Optomyography: A novel approach of detecting muscular signals using optical sensors
Optomyography is a novel, non-invasive, non-contact optical method to measure muscular signals of the human body for diagnosing muscular disorders. It is also considered as an emerging technique for making better human-machine interfaces. Matt, Amrit, and Maneesh conducted an optomyogram experiment at Cornell University to sense the movement of fingers and wrist, and eventually to detect hand gestures. The underlying principle of this experiment is that when you shine an infrared light on a muscle surface, the amount of light absorbed or reflected back depends on the blood volume underneath the skin. Because the blood volume changes with the contraction of muscles, by measuring the variation in the reflected IR light, it is possible to detect the motion of the muscles.
Their sensor unit consists of an infrared emitter and 4 infrared phototransistors arranged in the form of a wrist band. The infrared light emitted by the IR LED is scattered back and is collected by the phototransistors. An Opamp-based instrumentation circuit further filters and amplifies the phototransistor output to obtain nice and clean Optomygram waveform. The amplified signal then goes to a National Instrument’s Data Acquisition System (DAQ) for further processing.
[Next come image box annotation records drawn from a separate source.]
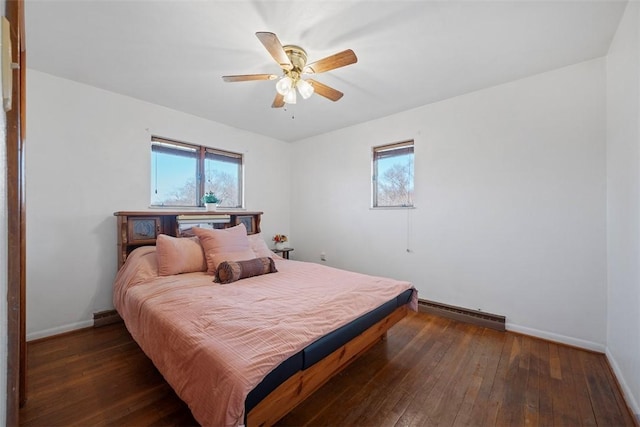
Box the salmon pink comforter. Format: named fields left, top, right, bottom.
left=114, top=247, right=417, bottom=426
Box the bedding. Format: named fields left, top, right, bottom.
left=114, top=247, right=417, bottom=426
left=191, top=223, right=255, bottom=274
left=156, top=234, right=207, bottom=276
left=215, top=257, right=278, bottom=284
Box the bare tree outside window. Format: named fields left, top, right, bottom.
left=373, top=141, right=413, bottom=207
left=151, top=137, right=243, bottom=208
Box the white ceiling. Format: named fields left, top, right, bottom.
left=25, top=0, right=626, bottom=141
Their team also developed a PC application based entirely in MATLAB. The application provides a nice graphical user interface and also performs sensor calibration. They also implemented a principal coordinate analysis method for the detection of the finger movements. The GUI not only plots the data from the sensor, but also displays which finger of the user was moved. This project was mostly successful and the designers were able to accurately detect the pointer, middle and thumb. However, with adding more sensors in the future, the system performance can be further improved to detect not only all the fingers but hand movements too.